The goal is to save the great apes from extinction, which experts say could happen in 50 years without intervention.

And so the alliance responded when the Angola government asked it to take 10 chimpanzees people had dumped in neighborhood parks because of fears they carried a deadly virus. Angola has no sanctuary, so the JGI-Chimpanzee Eden in South Africa took in the outcasts.

Often the rescued animals are baby apes whose mothers and fathers have been slaughtered for their meat, an illegal but frequent occurrence in Africa, Cress said.

Every day, he gets calls and e-mails about African apes that need homes. For each saved, he estimates that 10 have died.

The alliance sanctuaries care for more than 850 chimpanzees, 80 gorillas, 65 bonobos and more than 2,500 other primates. The Columbus Zoo's conservation fund donates to many of them, including a $25,000-a-year award to Lola ya Bonobo in the Democratic Republic of Congo, said Rebecca Rose, the zoo's field conservation coordinator.

Some of that comes from zoo visitors.

"The money a kid has dropped into the conservation wall at the Africa exhibit can end up helping the bonobos," Rose said.

The zoo's support is one reason the alliance is meeting in Columbus. Another is to expose people here to the plight of the great apes and the work being done to save them, Cress said.

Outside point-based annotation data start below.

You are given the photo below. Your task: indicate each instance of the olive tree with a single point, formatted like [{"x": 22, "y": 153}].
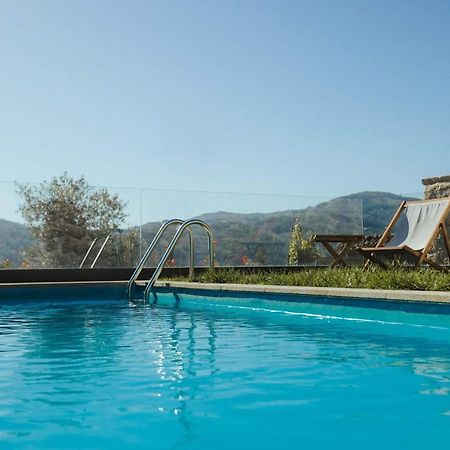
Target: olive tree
[{"x": 65, "y": 214}]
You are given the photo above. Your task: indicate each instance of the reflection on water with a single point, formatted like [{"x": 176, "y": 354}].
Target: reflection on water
[{"x": 179, "y": 370}]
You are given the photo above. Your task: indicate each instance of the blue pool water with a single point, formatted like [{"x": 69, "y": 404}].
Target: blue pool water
[{"x": 218, "y": 373}]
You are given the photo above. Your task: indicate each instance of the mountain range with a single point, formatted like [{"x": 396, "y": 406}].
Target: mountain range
[{"x": 261, "y": 238}]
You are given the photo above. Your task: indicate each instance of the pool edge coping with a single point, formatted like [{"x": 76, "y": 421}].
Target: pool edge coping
[{"x": 376, "y": 294}]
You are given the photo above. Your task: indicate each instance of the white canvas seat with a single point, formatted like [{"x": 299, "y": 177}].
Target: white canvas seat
[{"x": 414, "y": 228}]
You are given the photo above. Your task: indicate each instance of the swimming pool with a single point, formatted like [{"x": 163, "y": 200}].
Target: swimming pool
[{"x": 199, "y": 372}]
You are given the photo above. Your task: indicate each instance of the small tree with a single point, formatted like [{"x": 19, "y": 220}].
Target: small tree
[
  {"x": 300, "y": 250},
  {"x": 65, "y": 215}
]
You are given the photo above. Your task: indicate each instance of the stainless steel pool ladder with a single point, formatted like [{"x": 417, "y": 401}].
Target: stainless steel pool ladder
[
  {"x": 152, "y": 246},
  {"x": 99, "y": 252},
  {"x": 183, "y": 225},
  {"x": 173, "y": 243}
]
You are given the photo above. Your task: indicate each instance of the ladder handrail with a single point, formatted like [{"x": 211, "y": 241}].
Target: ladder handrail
[
  {"x": 87, "y": 253},
  {"x": 151, "y": 247},
  {"x": 171, "y": 246}
]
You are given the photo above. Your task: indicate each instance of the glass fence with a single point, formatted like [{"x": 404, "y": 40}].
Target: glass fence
[{"x": 249, "y": 229}]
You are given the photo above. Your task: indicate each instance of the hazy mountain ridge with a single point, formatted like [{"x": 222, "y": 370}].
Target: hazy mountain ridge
[
  {"x": 14, "y": 237},
  {"x": 261, "y": 237}
]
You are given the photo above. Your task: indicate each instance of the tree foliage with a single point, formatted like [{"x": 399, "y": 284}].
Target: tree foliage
[{"x": 65, "y": 214}]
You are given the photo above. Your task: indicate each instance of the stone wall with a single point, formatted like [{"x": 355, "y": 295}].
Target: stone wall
[{"x": 437, "y": 187}]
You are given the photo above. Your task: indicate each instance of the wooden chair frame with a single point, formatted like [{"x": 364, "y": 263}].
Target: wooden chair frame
[{"x": 421, "y": 256}]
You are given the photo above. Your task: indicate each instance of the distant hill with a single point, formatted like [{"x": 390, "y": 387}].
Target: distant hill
[
  {"x": 14, "y": 237},
  {"x": 261, "y": 238},
  {"x": 264, "y": 238}
]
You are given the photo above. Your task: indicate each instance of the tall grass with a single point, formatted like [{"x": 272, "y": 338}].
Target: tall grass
[{"x": 354, "y": 277}]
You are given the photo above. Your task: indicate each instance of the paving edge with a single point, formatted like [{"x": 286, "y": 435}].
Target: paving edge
[{"x": 378, "y": 294}]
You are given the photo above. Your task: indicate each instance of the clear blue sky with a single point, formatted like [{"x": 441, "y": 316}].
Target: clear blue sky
[{"x": 320, "y": 98}]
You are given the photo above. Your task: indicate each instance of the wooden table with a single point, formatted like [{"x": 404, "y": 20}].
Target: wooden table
[{"x": 348, "y": 242}]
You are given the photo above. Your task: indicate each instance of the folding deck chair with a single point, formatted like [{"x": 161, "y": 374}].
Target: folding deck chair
[{"x": 418, "y": 224}]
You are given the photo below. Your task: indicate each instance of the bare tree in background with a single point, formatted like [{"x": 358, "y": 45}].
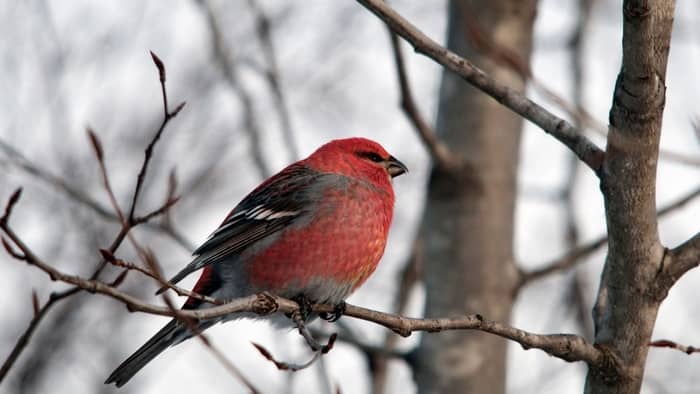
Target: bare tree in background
[
  {"x": 465, "y": 246},
  {"x": 468, "y": 220}
]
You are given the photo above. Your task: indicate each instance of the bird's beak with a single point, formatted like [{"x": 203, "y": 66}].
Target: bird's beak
[{"x": 394, "y": 167}]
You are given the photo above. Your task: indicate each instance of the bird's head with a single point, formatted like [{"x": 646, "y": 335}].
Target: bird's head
[{"x": 357, "y": 157}]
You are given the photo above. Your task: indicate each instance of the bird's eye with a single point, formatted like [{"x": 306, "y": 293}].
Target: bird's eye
[{"x": 373, "y": 156}]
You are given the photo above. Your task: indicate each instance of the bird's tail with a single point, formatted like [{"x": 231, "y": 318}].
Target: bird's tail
[{"x": 172, "y": 334}]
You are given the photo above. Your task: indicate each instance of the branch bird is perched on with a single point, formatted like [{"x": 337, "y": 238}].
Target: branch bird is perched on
[{"x": 314, "y": 231}]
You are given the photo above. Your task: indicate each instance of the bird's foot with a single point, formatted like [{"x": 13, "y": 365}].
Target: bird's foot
[
  {"x": 305, "y": 306},
  {"x": 338, "y": 311}
]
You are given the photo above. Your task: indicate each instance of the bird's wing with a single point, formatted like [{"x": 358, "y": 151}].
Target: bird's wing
[{"x": 271, "y": 207}]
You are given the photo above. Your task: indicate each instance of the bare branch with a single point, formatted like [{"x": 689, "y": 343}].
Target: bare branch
[
  {"x": 673, "y": 345},
  {"x": 229, "y": 70},
  {"x": 571, "y": 258},
  {"x": 684, "y": 258},
  {"x": 148, "y": 153},
  {"x": 77, "y": 195},
  {"x": 568, "y": 347},
  {"x": 439, "y": 152},
  {"x": 559, "y": 128},
  {"x": 126, "y": 226},
  {"x": 273, "y": 77}
]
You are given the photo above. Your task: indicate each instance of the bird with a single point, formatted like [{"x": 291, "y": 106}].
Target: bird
[{"x": 314, "y": 232}]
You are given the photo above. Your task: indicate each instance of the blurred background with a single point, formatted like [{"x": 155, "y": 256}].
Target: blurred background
[{"x": 258, "y": 99}]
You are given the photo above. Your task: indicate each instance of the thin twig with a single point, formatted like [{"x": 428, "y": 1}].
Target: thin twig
[
  {"x": 439, "y": 152},
  {"x": 229, "y": 70},
  {"x": 272, "y": 74},
  {"x": 559, "y": 128},
  {"x": 30, "y": 257},
  {"x": 568, "y": 347},
  {"x": 77, "y": 195},
  {"x": 572, "y": 257},
  {"x": 148, "y": 152},
  {"x": 673, "y": 345}
]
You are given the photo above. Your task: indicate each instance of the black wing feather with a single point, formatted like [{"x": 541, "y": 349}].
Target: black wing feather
[{"x": 271, "y": 207}]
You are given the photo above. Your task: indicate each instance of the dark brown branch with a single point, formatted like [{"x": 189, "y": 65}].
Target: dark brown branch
[
  {"x": 77, "y": 195},
  {"x": 439, "y": 152},
  {"x": 571, "y": 258},
  {"x": 684, "y": 258},
  {"x": 559, "y": 128},
  {"x": 229, "y": 70},
  {"x": 272, "y": 75},
  {"x": 148, "y": 152},
  {"x": 31, "y": 258},
  {"x": 673, "y": 345},
  {"x": 568, "y": 347}
]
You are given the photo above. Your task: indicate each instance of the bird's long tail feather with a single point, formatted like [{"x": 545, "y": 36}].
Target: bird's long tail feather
[{"x": 173, "y": 333}]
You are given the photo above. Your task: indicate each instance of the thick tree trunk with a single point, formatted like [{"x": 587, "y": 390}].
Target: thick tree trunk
[
  {"x": 630, "y": 292},
  {"x": 468, "y": 223}
]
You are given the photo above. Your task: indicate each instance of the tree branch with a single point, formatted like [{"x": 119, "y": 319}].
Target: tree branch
[
  {"x": 439, "y": 152},
  {"x": 559, "y": 128},
  {"x": 568, "y": 347},
  {"x": 573, "y": 257},
  {"x": 229, "y": 70}
]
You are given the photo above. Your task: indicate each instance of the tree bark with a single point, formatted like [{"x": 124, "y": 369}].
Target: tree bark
[
  {"x": 629, "y": 294},
  {"x": 468, "y": 220}
]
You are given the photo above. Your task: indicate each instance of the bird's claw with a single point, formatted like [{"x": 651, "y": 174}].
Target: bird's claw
[
  {"x": 338, "y": 311},
  {"x": 305, "y": 306}
]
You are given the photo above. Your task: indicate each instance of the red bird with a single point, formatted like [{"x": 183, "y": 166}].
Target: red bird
[{"x": 315, "y": 231}]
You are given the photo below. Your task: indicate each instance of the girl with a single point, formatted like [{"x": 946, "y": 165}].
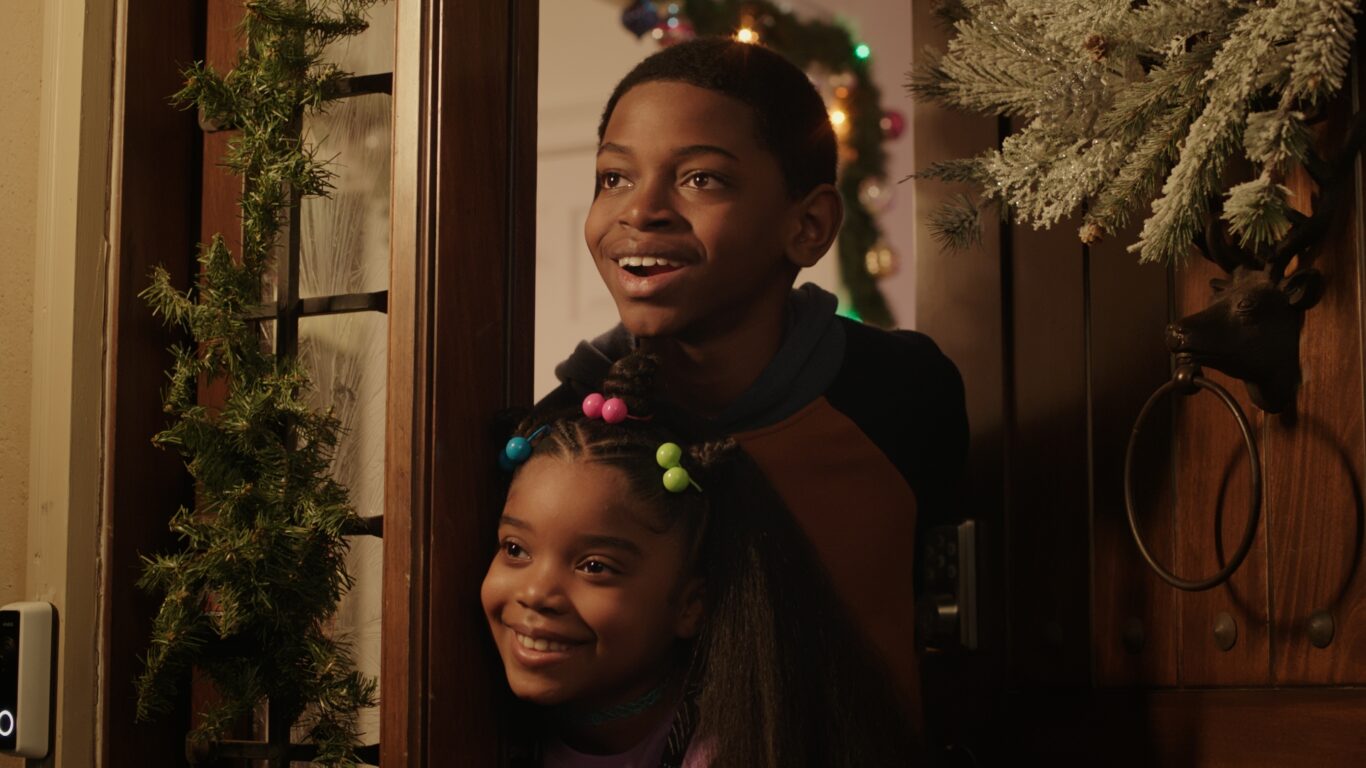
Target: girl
[{"x": 657, "y": 607}]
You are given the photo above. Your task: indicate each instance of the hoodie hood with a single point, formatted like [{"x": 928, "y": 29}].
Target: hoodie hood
[{"x": 803, "y": 368}]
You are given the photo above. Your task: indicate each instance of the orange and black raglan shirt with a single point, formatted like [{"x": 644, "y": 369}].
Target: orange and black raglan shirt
[{"x": 863, "y": 435}]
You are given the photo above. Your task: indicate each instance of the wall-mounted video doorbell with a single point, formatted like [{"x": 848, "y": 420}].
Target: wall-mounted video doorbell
[{"x": 25, "y": 678}]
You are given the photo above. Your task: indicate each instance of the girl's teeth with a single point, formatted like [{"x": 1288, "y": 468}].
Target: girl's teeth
[{"x": 540, "y": 644}]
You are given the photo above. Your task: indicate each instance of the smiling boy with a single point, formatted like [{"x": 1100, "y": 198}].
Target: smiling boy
[{"x": 715, "y": 187}]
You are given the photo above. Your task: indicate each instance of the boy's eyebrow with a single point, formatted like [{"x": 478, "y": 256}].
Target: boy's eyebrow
[
  {"x": 616, "y": 148},
  {"x": 705, "y": 149},
  {"x": 514, "y": 522},
  {"x": 680, "y": 152}
]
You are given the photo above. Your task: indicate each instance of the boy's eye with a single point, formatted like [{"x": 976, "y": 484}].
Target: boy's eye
[{"x": 701, "y": 181}]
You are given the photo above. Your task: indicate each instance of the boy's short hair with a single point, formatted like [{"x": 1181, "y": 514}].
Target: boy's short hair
[{"x": 790, "y": 115}]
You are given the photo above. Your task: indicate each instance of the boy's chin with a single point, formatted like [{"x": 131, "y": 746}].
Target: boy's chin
[{"x": 650, "y": 324}]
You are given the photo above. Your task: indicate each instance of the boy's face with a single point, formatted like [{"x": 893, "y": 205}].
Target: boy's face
[{"x": 690, "y": 222}]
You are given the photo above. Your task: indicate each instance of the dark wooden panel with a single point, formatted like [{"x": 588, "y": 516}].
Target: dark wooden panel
[
  {"x": 1048, "y": 507},
  {"x": 1314, "y": 481},
  {"x": 144, "y": 485},
  {"x": 959, "y": 302},
  {"x": 1208, "y": 729},
  {"x": 1212, "y": 480},
  {"x": 461, "y": 316},
  {"x": 1128, "y": 312}
]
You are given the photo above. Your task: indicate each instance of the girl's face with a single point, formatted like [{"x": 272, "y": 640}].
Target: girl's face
[{"x": 585, "y": 600}]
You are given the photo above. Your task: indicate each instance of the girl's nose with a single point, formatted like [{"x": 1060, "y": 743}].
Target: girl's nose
[{"x": 540, "y": 591}]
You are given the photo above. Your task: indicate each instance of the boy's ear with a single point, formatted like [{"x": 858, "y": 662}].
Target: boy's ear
[
  {"x": 691, "y": 608},
  {"x": 817, "y": 220}
]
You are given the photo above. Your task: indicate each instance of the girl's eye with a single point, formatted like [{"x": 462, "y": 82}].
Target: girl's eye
[{"x": 597, "y": 567}]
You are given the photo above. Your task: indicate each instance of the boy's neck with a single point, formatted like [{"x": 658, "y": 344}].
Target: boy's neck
[{"x": 705, "y": 376}]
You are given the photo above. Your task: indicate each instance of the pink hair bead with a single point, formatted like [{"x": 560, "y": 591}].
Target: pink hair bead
[
  {"x": 614, "y": 410},
  {"x": 593, "y": 406}
]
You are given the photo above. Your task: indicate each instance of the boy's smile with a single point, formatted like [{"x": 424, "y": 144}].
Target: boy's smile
[{"x": 690, "y": 222}]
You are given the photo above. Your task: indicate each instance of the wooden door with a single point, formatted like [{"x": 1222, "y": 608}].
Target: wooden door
[{"x": 1086, "y": 656}]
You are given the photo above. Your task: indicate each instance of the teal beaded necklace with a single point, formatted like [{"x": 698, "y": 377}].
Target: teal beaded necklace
[{"x": 626, "y": 709}]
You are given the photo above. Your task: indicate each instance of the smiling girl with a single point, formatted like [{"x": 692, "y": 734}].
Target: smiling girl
[{"x": 654, "y": 606}]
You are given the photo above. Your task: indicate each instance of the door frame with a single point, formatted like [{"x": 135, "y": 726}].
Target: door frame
[{"x": 461, "y": 309}]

In recent years, the alliance began working with sanctuaries to return as many apes as possible to the wild. At the same time, the sanctuaries are trying to change how Africans view the animals so they understand their value to the ecosystem.

"This is a now-or-never moment," Cress said. "This is nuts and bolts. Rome is burning. Let's get moving."

The Pan African Sanctuary Alliance will have a public fundraiser at 7:30 tonight at Ohio State University's Fawcett Center, 2400 Olentangy River Rd. The event features an African art auction, a documentary and speakers, including alliance director Doug Cress and Harvard University primatologist Richard Wrangham. Tickets are $15.